A five-strong panel of Supreme Court justices has dismissed the Home Secretary’s appeal to increase the spouse visa age from 18 to 21.
The ruling upholds an earlier judgment that found that the increase in age interferes with the family lives of those affected.
In a judgment led by Supreme Court President Lord Phillips, the court ruled that an amendment to the immigration rules introduced by Labour home secretary Jacqui Smith in 2008 was not a lawful.
The amendment was made to prevent entry clearance to spouses or partners where either applicant or sponsor is aged under 21. The court ruled that the move violated Article 8 of the Human Rights Act – the right to family life.
The decision hands a victory for Landmark Chambers’ Richard Drabble QC, who was instructed by the Joint Council for the Welfare of Immigrants (JCWI) for the first respondent, and Al Mustakim of 3 Fleet Street Chambers, who was instructed by Davies Blunden & Evans Solicitors assistant Renee Fickling for the second respondent.

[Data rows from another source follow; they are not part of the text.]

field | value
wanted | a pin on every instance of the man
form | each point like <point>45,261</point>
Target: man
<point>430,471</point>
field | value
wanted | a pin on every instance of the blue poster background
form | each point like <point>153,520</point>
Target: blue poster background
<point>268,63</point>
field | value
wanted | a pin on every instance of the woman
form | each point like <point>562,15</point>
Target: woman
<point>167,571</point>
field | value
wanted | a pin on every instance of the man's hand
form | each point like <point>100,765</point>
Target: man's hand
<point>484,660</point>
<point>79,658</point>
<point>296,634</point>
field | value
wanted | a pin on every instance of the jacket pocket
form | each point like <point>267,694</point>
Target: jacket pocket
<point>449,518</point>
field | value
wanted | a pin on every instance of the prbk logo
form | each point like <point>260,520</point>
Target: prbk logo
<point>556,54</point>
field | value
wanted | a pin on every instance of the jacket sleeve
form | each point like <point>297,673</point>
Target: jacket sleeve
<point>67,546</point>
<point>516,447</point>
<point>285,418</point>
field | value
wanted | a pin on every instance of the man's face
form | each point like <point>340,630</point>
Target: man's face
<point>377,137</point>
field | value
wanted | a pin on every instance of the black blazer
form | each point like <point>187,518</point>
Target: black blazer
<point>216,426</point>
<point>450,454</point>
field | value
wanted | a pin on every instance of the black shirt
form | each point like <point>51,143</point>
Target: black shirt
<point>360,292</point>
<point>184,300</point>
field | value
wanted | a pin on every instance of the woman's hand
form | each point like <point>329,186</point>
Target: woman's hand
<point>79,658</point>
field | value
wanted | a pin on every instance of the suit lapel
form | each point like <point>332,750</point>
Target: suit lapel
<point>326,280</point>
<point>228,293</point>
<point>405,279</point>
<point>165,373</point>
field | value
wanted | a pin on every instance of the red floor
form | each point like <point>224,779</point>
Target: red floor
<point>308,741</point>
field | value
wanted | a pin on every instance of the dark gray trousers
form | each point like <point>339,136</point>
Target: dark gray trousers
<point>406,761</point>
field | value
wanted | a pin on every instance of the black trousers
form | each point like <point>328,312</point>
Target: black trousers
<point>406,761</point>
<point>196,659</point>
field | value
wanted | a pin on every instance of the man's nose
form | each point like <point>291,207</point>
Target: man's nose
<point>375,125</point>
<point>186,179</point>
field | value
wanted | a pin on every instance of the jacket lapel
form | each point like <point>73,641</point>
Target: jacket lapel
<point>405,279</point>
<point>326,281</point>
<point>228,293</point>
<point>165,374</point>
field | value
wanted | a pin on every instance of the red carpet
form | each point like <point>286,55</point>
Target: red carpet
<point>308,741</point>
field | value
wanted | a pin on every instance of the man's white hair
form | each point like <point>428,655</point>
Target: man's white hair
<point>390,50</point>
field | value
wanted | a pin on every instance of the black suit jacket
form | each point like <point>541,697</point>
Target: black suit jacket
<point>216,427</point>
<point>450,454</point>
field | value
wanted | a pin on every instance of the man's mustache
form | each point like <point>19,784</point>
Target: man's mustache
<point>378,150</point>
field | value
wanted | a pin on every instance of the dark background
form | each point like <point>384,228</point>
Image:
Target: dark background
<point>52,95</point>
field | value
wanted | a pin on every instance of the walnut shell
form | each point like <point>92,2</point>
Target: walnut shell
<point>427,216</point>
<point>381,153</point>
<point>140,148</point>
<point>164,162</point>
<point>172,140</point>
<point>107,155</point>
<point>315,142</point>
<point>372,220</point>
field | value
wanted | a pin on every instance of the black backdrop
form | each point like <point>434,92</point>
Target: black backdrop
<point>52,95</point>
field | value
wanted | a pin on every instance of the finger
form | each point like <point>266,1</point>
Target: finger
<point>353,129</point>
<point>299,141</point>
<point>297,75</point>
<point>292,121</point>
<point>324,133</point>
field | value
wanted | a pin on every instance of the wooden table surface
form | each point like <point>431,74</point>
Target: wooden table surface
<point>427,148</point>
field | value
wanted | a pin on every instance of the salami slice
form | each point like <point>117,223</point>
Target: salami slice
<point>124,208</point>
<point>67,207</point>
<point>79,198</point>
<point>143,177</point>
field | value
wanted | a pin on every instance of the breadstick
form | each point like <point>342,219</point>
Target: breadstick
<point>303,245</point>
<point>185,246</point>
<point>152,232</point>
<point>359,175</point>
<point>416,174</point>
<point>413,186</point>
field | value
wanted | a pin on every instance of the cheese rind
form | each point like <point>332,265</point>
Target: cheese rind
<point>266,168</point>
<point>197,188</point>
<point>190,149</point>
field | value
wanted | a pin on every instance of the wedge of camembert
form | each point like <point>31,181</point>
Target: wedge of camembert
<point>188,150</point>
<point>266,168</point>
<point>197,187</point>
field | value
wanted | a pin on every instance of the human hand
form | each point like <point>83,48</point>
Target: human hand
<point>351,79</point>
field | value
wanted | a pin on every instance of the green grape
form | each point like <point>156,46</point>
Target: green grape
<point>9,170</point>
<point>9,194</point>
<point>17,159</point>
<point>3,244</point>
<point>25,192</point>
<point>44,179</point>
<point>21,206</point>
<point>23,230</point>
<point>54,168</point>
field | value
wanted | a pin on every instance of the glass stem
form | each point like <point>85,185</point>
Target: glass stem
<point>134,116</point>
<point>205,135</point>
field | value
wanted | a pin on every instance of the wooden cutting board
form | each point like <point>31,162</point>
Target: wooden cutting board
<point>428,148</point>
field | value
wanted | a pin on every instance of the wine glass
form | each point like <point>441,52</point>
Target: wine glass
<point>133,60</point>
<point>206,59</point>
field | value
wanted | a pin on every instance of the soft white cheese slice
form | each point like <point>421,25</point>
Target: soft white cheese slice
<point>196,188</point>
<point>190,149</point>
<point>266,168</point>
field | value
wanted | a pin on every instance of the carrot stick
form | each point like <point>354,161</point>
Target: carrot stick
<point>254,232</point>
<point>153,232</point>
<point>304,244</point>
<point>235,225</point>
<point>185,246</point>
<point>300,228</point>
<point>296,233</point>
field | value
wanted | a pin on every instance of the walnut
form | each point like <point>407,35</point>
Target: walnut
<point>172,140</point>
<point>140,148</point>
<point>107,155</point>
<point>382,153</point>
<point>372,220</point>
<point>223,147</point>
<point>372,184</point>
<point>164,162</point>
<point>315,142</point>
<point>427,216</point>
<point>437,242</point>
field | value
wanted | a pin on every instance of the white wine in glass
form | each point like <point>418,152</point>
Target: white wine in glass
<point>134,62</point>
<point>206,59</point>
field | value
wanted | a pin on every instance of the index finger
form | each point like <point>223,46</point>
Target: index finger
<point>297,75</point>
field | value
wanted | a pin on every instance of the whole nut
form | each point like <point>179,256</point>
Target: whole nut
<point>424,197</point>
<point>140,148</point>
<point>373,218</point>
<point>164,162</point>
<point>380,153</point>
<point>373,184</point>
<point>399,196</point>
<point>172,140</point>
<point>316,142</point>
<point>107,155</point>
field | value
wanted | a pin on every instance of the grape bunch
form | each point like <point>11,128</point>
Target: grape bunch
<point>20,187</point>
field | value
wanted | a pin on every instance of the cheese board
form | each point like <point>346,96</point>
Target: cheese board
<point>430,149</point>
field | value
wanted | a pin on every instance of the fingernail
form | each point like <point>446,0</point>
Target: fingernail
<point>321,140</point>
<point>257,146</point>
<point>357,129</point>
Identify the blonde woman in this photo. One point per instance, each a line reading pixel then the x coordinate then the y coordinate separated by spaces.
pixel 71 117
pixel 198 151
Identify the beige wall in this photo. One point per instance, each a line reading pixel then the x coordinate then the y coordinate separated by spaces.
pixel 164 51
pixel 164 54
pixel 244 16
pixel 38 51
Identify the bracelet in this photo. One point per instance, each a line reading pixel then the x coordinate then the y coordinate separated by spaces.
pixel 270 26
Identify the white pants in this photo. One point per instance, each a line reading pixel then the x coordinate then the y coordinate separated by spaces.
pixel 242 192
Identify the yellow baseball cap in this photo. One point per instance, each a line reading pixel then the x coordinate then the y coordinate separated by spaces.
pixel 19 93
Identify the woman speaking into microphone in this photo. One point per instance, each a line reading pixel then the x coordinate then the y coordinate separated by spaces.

Both respondents were non-EEA nationals who sought leave to remain as the spouses of British citizens. It was accepted by all parties concerned that there was no question of forced marriage in either case. However, both parties were refused on the basis of the amended Rule 277.
Lord Wilson said that “the refusal to grant marriage visas condemned both sets of spouses to live separately for approximately three years” and that it was a “colossal interference to their family life”.
One Crown Office Row’s Angus McCullough QC was instructed by the Treasury Solicitor for the Government.
The panel of Supreme Court Justices was made up of: Lord Phillips of Worth Matravers; Lady Hale of Richmond; Lord Clarke of Stone-cum-Ebony; Lord Wilson of Culworth; and Lord Brown of Eaton-under-Heywood.